Bell is working with the same choreographer (Rohene Ward) as she had for last year’s FS, but left Kori Ade in the off-season to begin training in California with Rafael Arutyunyan (Wagner & Rippon's coach). One of the things that has held her from the top spots in the past was her inability to deliver her toughest jump—the triple lutz and its brutal cousin the 3Lz/3T—consistently. At SkAM, she landed them all with relative ease and a Cinderella story sprang out of nowhere. Has she turned the corner? There were Twitter rumblings that Bell should now be assigned to fill the Rostelecom Cup void created when Polina Edmunds withdrew, but that slot appears to be re-assigned to Armenian skater Anastasia Galustyan. Hopefully USFS has another scenario in mind…

As for Gracie Gold—there is more to say about her and her skating and her state of mind right now than I have time to address properly. But if you check out THIS British Eurosport coverage of her free skate, you’ll hear some good insight shared during the replays. And if you listen closely when Gold and Frank Carroll are awaiting scores (about 7:09 into the video to be specific) you’ll hear her speak even more bluntly about her perceived weight issues than she did in THIS USA TODAY article. She clarified a lot of her statements a day later via Instagram, and I’m hopeful the whole thing was more about her being very hard on herself than actually having a long-term body image issue. But for better or worse, the skating community is all the more likely this season to pay attention to what’s happening with Gracie both ON and OFF the ice. If her skating at SkAM didn’t put them on notice, her words certainly did. 

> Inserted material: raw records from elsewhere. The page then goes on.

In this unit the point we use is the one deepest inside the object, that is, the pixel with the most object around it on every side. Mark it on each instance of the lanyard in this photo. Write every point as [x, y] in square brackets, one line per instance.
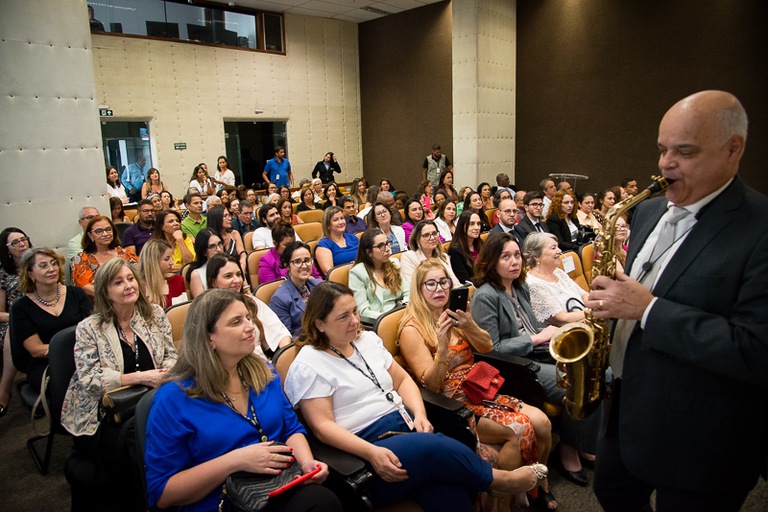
[252, 419]
[124, 339]
[370, 375]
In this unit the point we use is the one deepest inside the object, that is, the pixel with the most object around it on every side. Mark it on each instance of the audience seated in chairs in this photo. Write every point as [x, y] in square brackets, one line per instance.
[563, 222]
[45, 308]
[355, 411]
[337, 246]
[223, 271]
[100, 244]
[126, 342]
[381, 217]
[289, 301]
[163, 287]
[207, 243]
[465, 246]
[437, 345]
[502, 307]
[375, 279]
[425, 244]
[194, 441]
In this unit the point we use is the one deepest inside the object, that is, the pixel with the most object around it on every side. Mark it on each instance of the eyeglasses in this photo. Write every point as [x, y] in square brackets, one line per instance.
[15, 243]
[45, 266]
[444, 283]
[306, 262]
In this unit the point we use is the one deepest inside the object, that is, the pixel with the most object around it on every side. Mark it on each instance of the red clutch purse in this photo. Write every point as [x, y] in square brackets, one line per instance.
[483, 382]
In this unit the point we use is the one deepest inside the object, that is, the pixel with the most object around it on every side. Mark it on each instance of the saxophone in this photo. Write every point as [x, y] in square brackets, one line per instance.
[581, 349]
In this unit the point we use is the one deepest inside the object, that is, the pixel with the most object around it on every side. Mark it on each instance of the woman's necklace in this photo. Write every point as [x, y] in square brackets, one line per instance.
[50, 303]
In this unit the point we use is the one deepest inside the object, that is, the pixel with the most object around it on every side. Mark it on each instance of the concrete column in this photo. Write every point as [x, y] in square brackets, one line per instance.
[484, 67]
[51, 161]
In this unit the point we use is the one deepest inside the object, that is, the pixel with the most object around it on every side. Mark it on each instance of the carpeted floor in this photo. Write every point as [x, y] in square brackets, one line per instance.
[23, 489]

(I’m running out of time—out of practice with these quick Grand Prix season turnarounds!—so the pairs & dance notes will have to be very short this time…)


PAIRS NOTES

1)      I’m very glad Seguin/Bilodeau won (even if I didn’t predict it). Those two CLICK like few pairs teams competing these days, and I truly hope they’ll stay healthy and cohesive long enough to have a chance to take the reins once Canada’s Duhamel/Radford call it a day (post PyeongChang, I’m assuming).
2)      After so much grumbling about the state of U.S. pairs, I’m quite happy to have underestimated Denney/Frazier (who missed last season due to injury). They skated a solid pair of programs to earn podium silver when the higher-risk programs from France and Russia didn’t pan out. But D/F take on an arguably stronger field when they compete at Skate Canada this weekend, and they’ll need more difficult throws and SBS jumps if they want a shot at being competitive. (More about this when I post predictions tomorrow.)



DANCE NOTES

The ShibSibs’ free dance was probably one of the more eagerly anticipated “reveals” of this early part of the season, especially since they opted to keep their musical selections to themselves as long as humanly possible! They had a Herculean task in creating an effective follow-up to “Fix You”, particularly since so many of us felt it was the first time they’d really been able to connect at a deeper level. And there may some winning-over necessary for some. I get that. Evolution (what they’ve named their new FD program) has a much quieter, more subtle kind of energy than “Fix You” possessed… and to some, it might be a let-down. But particularly when I think about what they’ve brought us in the past vs. what they can bring us now, I’m on board to watch this one… um… evolve.